REFLEKSI SEPEREMPAT ABAD REFORMASI 1998 PERSPEKTIF KETAHANAN NASIONAL

Admin Jul, 11 2023 0 Comment

Oleh ; Dr.KP.Suharyono S.Hadiningrat           

(Professional Expert of Lemhannas R.I)

     PANCASILA hilang dari wacana publik dan terjadi degradasi dalam pengamalannya adalah proxy yang tepat untuk mendiskripsikan sebagai dari perjalanan pasca reformasi 1998 gatra ideologi. Terjadi degradasi pengamalan nilai-nilai Pancasila akibat dari tidak diajakrkan lagi pendidikan Pancasila di lembaga pendidikan formal. Kondisi demikian menjadikan ketahanan nasional gatra ideologi sangat rawan, karena nilai-nilai Pancasila lambat laun tereduksi dan memberikan peluang munculnya ideologi-ideologi lain baik ekstrim kanan maupun kiri. Reformasi saat itu terjadi euforia menolak apa pun yang telah dilakukan oleh pemerintah Orde Baru, salah satu diantaranya SU MPR RI yang mencabut ketetapan tentang Pedoman Pengahayatan dan Pengamalan Pancasila dan penegasan kembali Pancasila sebagai Dasar Negara melalui Ketetapan MPR No.XVIII/MPR/1998 Tahun 1998. Setelah 14 tahun pasca reformasi barulah disadari pentingnya internaliasasi nilai-nilai Pancasila bagi seluruh WNI, salah satu diantaranya ditetapkannya UU No.12 Tahun  2012 tentang Pendidikan Tinggi, yakni Pasal 35 Ayat 5 menyatakan bahwa kurikulum pendidikan tinggi wajib memuat mata kuliah pendidikan agama, pendidikan Pancasila, pendidikan kewarganegaraan, dan bahasa Indonesia.

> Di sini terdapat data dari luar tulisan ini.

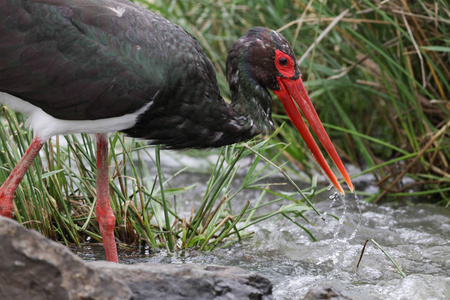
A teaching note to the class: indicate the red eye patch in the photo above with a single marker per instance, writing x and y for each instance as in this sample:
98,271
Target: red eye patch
284,64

Kevakuman selama 14 tahun berdampak sangat buruk terhadap pengamalan nilai-nilai Pancasila, terlebih bagi generasi mileneal yang tidak mengenal pendidikan Pancasila. Mereka sangat rentan oleh pengaruh ideologi asing yang sangat masif yang disebarluaskan melalui media digital.

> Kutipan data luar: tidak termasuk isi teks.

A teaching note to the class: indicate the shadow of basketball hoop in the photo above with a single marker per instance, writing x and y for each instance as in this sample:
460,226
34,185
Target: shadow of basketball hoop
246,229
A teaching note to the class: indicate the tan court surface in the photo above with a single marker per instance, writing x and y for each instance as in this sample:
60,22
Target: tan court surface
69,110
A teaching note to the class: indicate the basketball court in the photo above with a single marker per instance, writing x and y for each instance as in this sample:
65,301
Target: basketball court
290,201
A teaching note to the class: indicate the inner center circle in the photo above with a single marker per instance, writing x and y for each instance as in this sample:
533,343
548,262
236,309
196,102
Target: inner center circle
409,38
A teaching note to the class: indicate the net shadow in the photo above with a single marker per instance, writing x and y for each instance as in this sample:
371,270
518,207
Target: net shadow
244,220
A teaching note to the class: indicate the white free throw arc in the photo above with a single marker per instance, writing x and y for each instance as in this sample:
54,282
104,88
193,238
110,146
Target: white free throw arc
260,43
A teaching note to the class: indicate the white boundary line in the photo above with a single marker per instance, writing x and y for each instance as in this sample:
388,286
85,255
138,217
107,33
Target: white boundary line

     Menurut Yudi Latif, harus dilakukan reaktulasi Pancasila bagi seluruh warga negara Indonesia untuk menumbuhkan kepercayaan diri dan daya juang agar Pancasila mempunyai konsistensi dengan produk-produk perundangan, koherensi antarsila, dan korespondensi dengan realitas sosial. Dalam kaitan ini, Pancasila yang semula hanya melayani kepentingan vertikal (negara) menjadi Pancasila yang melayani kepentingan horizontal, serta menjadikan Pancasila sebagai kritik kebijakan negara. Dari perspektif ketahanan nasional untuk gatra ideologi masih tergolong rawan akibat dari kevakuman internalisasi nilai-nilai Pancasila selama 14 tahun sehingga perlu penguatan kembali secara holistik dan itegral. Kondisi ini dimanfaatkan oleh para ektrimis kiri maupun kanan untuk mencoba bangkit kembali.

 

     Tuntutan Reformasi 1998

     Aksi demo mahasiswa dan rakyat pada Mei 1998 yang menuntut Presiden Soeharto mundur akibat krismon, akhirnya terwujud pada tanggal 21 Mei 1998, dimana Presiden Soeharto menyatakan mudur dan digantikan oleh B.J.Habibie. Padahal saat itu Presiden Soeharto posisinya sangat kuat dan mendapatkan kewenangan khusus sesuai Ketetapan MPR No. IV Tahun 1993 tentang Pemberian Tugas dan Wewenang Khusus kepada Presiden/Mandataris MPR dalam rangka Menyukseskan Pembangunan Nasional sebagai Pengamalan Pancasila. Namun hal ini tidak dipergunakannya demi kepentingan bangsa dan negara yang lebih besar.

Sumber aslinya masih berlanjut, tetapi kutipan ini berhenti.